The first few weeks of showering were dreadful.
I was not just intimidated by exposing my body but by the confidence of other girls. They walked around carefree yet I couldn’t help but walk around scared what they thought of my body.
Now that I write those words I realize how ridiculous I was. These girls were walking around shameless in their bodies, you think they even noticed mine? NOPE.
Honestly, I can’t really tell you what happened after that.
Eventually, I became more comfortable walking around the showers. There were so many other things to worry about in my day that showering naked was no longer one of them. It became normal, it was just a thing.
Although I become comfortable with it, it wasn’t until the end of the summer that this experience actually affected the way I looked at my body.
Of course, showering with my teammates was not an open invitation to stare at other girls bodies, and I never did. But when you shower with the same people for 89 days it’s not like you see nothing.
I saw stuff. Different stuff. Stuff that didn’t look like my stuff. But guess what?
It didn’t look like anybody else’s stuff either.
Whether it was top stuff of bottom stuff, nobodies stuff looked alike.
If I were to choose only one event in my life to use the term “liberated” this would be it.
Although it took me all summer, I had finally realized that my entire body was totally normal because it was totally mine. It wasn’t something I needed to hide or deny.
I had gone an entire summer exposing my body to my teammates with no reparations.
I had even run around a field in nothing but a sports bra and spandex shorts all summer, cellulite jiggling everywhere with no reparations (and plenty of crushes 😉 ).
What had I been worrying about this whole time?
That’s when I realized that when we have “beauty flaws”, whether it be a wrinkle, tiny ears, or big thighs nobody notices more than ourselves. Heck, most people you encounter won’t notice your ‘flaws’ at all.
It’s not until we point them out as flaws that people actually notice.
Yes, I can’t deny that there are some real jerks out there who say nasty things about other people’s bodies.

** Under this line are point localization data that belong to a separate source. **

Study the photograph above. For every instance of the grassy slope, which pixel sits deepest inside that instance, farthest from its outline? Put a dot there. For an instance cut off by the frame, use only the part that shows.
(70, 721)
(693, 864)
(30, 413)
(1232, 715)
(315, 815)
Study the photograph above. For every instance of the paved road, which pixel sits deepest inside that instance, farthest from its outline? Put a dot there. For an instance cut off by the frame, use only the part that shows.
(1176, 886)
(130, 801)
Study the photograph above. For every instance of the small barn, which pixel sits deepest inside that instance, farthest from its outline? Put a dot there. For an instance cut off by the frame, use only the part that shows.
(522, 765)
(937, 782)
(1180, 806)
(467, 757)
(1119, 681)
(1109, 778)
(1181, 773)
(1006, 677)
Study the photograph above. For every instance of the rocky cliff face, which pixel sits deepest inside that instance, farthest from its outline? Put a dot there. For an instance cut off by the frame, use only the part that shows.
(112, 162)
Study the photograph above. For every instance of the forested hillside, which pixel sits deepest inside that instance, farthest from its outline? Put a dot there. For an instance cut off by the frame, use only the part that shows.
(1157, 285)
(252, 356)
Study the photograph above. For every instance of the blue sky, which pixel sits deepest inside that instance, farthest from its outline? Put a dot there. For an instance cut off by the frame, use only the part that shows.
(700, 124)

But those jerks only exist because someone else has said really nasty things about their bodies.
How this experience changed me…
It’s hard to describe how this has made me more comfortable with my body so I’ll try my best with some habits that I developed following this experience:
- I happily only wear bras that are comfortable. Honestly, I’ve basically only worn sports bras for the past year.
- I’ve grown very happy with the look of my “flat chest”

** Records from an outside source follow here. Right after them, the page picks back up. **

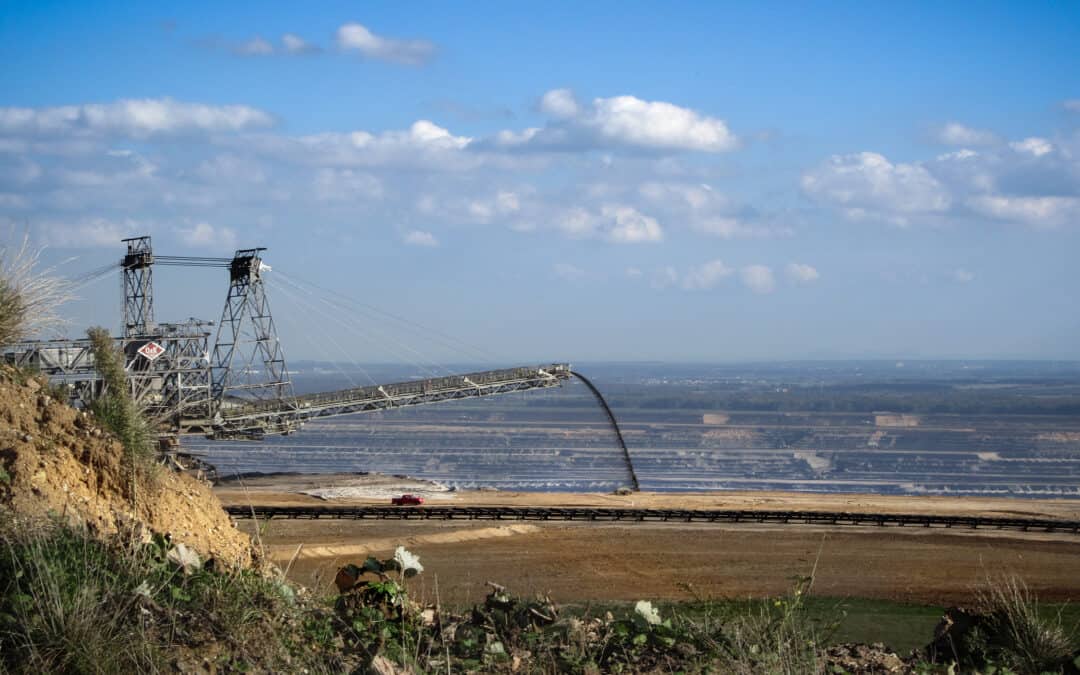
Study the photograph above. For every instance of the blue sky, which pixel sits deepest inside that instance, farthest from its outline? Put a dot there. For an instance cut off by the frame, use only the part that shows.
(576, 180)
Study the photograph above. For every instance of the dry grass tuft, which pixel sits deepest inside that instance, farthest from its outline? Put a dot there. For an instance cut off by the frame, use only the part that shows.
(29, 296)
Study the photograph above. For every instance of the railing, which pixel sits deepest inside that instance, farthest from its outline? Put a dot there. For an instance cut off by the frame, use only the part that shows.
(658, 515)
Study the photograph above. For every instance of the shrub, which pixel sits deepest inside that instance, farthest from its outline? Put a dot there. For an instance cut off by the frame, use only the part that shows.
(73, 604)
(1016, 634)
(115, 409)
(29, 297)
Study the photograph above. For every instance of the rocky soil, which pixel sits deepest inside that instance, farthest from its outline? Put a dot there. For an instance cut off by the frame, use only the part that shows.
(55, 461)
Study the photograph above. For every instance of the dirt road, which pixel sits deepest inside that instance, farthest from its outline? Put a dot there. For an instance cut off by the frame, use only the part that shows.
(670, 561)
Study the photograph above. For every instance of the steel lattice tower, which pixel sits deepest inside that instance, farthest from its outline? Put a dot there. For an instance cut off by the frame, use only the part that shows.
(248, 362)
(138, 286)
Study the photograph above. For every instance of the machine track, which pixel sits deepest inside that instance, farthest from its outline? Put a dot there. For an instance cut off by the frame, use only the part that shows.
(656, 515)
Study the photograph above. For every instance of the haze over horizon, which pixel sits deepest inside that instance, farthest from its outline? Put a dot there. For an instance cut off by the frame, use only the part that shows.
(701, 181)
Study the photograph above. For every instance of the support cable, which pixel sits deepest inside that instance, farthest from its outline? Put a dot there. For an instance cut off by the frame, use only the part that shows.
(346, 320)
(447, 340)
(301, 306)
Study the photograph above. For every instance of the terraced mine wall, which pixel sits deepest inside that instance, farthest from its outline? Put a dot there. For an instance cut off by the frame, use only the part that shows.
(561, 441)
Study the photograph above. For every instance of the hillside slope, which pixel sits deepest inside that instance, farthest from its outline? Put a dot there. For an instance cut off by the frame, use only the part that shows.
(54, 460)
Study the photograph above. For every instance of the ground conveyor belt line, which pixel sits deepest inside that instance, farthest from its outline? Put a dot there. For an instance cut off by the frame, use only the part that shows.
(653, 515)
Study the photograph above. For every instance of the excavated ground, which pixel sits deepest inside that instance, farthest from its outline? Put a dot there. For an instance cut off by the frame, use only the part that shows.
(54, 460)
(670, 561)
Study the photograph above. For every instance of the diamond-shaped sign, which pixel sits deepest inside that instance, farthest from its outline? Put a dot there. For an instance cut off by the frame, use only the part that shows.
(151, 350)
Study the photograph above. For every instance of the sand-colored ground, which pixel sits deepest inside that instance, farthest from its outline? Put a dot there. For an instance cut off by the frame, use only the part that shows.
(361, 489)
(579, 562)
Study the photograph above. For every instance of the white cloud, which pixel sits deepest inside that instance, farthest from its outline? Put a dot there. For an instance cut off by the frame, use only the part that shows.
(961, 275)
(758, 279)
(205, 235)
(629, 226)
(559, 104)
(1034, 146)
(664, 277)
(801, 273)
(956, 134)
(867, 185)
(295, 44)
(134, 118)
(621, 122)
(706, 275)
(615, 223)
(10, 200)
(568, 272)
(658, 124)
(255, 46)
(1043, 212)
(419, 238)
(90, 232)
(356, 37)
(346, 185)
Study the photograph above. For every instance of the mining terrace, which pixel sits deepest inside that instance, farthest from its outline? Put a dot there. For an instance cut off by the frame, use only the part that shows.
(605, 562)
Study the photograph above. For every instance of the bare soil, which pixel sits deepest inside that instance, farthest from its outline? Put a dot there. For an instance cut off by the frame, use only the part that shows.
(56, 461)
(578, 563)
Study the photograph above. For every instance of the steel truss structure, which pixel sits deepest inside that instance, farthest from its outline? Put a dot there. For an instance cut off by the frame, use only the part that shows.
(240, 388)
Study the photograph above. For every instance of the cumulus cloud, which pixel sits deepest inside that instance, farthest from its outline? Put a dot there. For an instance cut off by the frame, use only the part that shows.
(359, 38)
(255, 46)
(620, 122)
(88, 232)
(205, 235)
(295, 44)
(956, 134)
(801, 273)
(559, 104)
(132, 118)
(1033, 181)
(568, 272)
(961, 275)
(758, 279)
(705, 277)
(629, 226)
(867, 185)
(419, 238)
(346, 185)
(1034, 146)
(1040, 212)
(615, 223)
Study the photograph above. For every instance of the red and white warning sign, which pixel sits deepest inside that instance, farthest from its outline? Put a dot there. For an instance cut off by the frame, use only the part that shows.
(151, 350)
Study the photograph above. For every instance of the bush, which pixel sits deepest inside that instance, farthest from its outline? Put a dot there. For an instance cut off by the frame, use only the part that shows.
(115, 409)
(72, 604)
(1016, 634)
(29, 297)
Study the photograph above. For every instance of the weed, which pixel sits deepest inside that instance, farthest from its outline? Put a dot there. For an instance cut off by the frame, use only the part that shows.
(69, 603)
(29, 296)
(1015, 633)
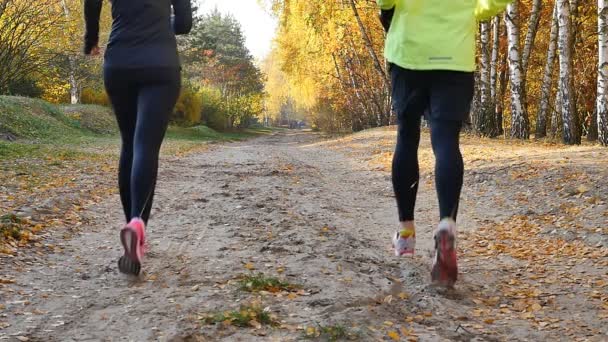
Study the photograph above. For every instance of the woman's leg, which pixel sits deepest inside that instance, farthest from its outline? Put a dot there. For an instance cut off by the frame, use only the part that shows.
(123, 96)
(406, 171)
(155, 103)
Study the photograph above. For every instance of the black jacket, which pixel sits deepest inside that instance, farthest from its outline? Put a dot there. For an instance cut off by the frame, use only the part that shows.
(143, 31)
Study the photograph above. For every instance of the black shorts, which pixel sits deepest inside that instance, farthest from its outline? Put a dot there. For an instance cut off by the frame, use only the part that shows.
(436, 94)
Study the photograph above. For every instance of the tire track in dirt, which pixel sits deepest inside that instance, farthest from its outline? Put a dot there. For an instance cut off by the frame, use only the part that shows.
(280, 204)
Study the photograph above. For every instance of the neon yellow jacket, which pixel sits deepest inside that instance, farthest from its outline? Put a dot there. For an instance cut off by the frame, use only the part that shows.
(436, 34)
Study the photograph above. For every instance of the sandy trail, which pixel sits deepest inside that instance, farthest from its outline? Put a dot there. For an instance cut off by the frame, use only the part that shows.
(283, 205)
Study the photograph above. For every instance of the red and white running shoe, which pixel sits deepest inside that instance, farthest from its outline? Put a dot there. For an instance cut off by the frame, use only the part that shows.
(133, 238)
(445, 265)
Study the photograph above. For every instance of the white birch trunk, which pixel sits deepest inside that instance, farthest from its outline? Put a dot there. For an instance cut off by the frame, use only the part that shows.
(531, 35)
(602, 78)
(519, 117)
(570, 132)
(494, 58)
(486, 121)
(72, 65)
(543, 107)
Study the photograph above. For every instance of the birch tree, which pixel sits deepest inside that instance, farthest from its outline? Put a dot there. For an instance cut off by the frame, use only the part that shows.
(570, 131)
(486, 120)
(543, 107)
(602, 78)
(520, 126)
(531, 34)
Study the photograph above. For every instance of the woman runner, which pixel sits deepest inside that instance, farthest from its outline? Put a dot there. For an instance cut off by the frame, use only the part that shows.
(142, 79)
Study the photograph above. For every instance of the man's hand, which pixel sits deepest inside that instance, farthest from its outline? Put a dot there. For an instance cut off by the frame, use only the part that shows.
(95, 51)
(386, 17)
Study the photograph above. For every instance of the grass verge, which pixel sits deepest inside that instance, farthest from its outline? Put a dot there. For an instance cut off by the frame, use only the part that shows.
(260, 282)
(252, 315)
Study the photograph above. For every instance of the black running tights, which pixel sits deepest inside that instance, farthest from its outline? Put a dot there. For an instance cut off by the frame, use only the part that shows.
(143, 99)
(449, 167)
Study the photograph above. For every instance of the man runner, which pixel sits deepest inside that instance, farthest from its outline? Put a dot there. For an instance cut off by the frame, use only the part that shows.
(431, 48)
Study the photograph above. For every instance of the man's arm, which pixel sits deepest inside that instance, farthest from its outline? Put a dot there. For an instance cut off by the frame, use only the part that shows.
(92, 12)
(486, 9)
(182, 20)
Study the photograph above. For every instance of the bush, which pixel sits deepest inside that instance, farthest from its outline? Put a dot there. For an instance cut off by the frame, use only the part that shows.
(94, 96)
(189, 106)
(213, 112)
(26, 87)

- Not that I do it often, but taking my shirt off is an easy thing. At the gym, in front of friends, whenever it’s appropriate, it’s easy.
- Intimacy with guys is so much easier too. Yeah, I get nervous, but I’m never thinking “they won’t like me once I take off my bra” anymore.

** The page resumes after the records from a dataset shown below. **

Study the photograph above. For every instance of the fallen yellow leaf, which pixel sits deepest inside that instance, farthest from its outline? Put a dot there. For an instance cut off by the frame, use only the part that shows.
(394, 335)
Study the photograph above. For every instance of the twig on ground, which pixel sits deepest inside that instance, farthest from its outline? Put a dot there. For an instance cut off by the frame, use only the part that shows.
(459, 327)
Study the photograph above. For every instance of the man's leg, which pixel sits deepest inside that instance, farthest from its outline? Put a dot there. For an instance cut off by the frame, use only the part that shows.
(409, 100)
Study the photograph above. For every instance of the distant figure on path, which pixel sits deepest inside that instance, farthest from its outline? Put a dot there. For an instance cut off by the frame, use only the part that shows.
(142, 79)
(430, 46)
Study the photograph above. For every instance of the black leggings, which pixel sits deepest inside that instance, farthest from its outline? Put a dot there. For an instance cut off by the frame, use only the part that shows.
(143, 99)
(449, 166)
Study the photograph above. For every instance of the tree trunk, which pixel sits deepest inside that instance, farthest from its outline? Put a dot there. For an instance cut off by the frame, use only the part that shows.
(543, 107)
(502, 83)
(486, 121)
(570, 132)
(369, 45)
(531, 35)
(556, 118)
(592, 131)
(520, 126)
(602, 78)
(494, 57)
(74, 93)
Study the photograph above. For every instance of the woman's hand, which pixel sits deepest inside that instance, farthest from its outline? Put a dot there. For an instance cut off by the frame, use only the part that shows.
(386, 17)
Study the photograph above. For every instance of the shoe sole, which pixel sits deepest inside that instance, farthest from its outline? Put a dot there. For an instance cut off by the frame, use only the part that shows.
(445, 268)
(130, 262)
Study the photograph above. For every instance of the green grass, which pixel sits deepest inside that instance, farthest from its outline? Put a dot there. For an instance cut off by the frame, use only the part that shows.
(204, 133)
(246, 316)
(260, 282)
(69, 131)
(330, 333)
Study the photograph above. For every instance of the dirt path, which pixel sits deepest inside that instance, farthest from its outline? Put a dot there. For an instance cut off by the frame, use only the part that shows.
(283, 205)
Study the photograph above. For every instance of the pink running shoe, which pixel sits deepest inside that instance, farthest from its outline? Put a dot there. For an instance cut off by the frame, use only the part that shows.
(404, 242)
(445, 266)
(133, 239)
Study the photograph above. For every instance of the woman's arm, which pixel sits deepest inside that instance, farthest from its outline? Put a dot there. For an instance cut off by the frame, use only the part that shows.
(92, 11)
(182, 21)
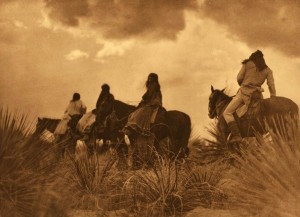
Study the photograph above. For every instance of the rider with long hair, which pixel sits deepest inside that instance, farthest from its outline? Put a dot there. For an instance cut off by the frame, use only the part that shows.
(253, 74)
(145, 114)
(104, 105)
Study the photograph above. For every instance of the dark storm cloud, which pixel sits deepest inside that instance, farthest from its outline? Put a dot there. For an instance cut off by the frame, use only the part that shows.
(124, 18)
(259, 23)
(68, 12)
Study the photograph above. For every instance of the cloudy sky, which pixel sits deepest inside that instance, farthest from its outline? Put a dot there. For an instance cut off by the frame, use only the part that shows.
(50, 49)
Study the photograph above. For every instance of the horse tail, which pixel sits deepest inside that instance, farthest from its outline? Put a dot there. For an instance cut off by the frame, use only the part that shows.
(186, 132)
(181, 129)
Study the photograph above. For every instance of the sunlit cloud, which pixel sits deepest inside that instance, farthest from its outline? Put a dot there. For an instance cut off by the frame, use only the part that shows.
(19, 24)
(76, 54)
(112, 49)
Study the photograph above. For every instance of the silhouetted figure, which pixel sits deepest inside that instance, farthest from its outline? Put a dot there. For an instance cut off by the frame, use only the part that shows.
(104, 106)
(76, 109)
(145, 114)
(252, 75)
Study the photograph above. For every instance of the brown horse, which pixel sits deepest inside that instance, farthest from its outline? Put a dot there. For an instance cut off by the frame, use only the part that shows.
(175, 125)
(257, 119)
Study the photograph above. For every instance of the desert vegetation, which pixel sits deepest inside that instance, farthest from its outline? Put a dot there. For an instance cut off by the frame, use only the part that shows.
(263, 179)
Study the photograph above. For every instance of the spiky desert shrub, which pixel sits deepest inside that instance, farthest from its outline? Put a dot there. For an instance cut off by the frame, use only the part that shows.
(28, 184)
(267, 180)
(97, 185)
(171, 189)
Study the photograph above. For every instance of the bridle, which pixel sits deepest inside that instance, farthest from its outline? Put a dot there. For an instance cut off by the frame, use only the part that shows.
(215, 105)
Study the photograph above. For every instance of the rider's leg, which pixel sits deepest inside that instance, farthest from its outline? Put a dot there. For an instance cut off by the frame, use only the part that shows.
(229, 118)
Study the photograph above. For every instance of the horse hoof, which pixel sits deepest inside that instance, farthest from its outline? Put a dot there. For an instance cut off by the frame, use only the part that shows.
(127, 140)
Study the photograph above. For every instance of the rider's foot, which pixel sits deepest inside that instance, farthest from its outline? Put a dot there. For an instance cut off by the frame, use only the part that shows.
(85, 138)
(235, 136)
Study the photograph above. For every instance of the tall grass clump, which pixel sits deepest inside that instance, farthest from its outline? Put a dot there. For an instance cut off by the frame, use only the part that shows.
(267, 180)
(97, 185)
(205, 151)
(170, 189)
(28, 184)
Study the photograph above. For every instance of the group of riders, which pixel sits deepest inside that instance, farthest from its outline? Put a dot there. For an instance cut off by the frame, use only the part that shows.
(139, 121)
(253, 74)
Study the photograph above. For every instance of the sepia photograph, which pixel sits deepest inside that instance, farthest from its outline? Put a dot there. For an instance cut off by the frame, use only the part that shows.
(149, 108)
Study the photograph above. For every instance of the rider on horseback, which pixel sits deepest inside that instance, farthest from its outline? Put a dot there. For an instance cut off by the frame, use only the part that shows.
(104, 106)
(139, 121)
(75, 110)
(252, 75)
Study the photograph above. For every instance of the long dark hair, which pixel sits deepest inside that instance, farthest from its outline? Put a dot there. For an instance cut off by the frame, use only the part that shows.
(76, 96)
(152, 78)
(258, 59)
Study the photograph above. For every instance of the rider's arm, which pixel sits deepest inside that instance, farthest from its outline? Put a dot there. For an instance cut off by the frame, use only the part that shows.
(83, 108)
(271, 83)
(241, 74)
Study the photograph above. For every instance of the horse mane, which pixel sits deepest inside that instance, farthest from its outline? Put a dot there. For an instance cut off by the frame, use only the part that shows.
(123, 109)
(48, 119)
(223, 95)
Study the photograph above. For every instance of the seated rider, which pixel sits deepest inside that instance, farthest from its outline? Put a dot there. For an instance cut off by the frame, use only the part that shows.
(104, 106)
(76, 109)
(139, 121)
(252, 75)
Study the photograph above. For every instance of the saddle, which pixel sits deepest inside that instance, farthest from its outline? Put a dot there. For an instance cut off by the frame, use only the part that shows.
(251, 110)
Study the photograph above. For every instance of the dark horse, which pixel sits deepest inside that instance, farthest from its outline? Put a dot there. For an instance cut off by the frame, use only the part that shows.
(64, 142)
(254, 120)
(175, 124)
(46, 124)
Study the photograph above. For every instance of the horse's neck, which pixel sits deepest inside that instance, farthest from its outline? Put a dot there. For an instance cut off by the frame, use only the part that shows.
(122, 109)
(222, 103)
(50, 124)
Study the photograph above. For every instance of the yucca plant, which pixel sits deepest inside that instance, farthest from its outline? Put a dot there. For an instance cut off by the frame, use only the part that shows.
(202, 186)
(154, 192)
(97, 184)
(26, 170)
(172, 189)
(267, 181)
(209, 150)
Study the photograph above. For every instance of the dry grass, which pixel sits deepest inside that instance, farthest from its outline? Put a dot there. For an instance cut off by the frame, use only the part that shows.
(172, 189)
(267, 182)
(28, 176)
(32, 182)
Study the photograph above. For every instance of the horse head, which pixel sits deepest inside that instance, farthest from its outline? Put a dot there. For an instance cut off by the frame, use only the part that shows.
(46, 124)
(215, 97)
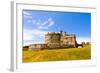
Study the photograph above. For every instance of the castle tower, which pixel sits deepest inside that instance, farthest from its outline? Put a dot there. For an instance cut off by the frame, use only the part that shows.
(53, 39)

- If any guy does make a comment about my lower lady bits, we can go in a delightful discussion about the female anatomy. (Maybe I call them out for their limited sex life if they’re mean. :] ).
- I comfortably wear spandex shorts at the gym. Not only do I not care who sees my cellulite, but I totally forgot I had any until writing this post.
- I’m not so judgemental about other women’s bodies. When you’re comfortable with what your mama gave you, why would you care about what another mama gave her baby?
- I’m generally content with my body. That simple.
Loving your body isn’t an easy thing.
It’s a long process that takes a very long time. In all honesty, it wasn’t until about year or two after this experience that I truly loved my body.
But this experience was part of that process.
My life radically changed after this event not because I suddenly loved my body, but because I learned to accept it. I realized that despite my insecurities, there was nothing truly bad about my body to begin with.
There was nothing to constantly be worrying about or constantly try to fix.
Although it looked different, it was just as normal as every other girls body.
I started looking in the mirror differently, talking about my body differently.
I started to become more comfortable with the space my body took it.
There was no longer a voice inside my head, telling myself what I had to fix. There was just me, enjoying my life inside my perfectly normal body.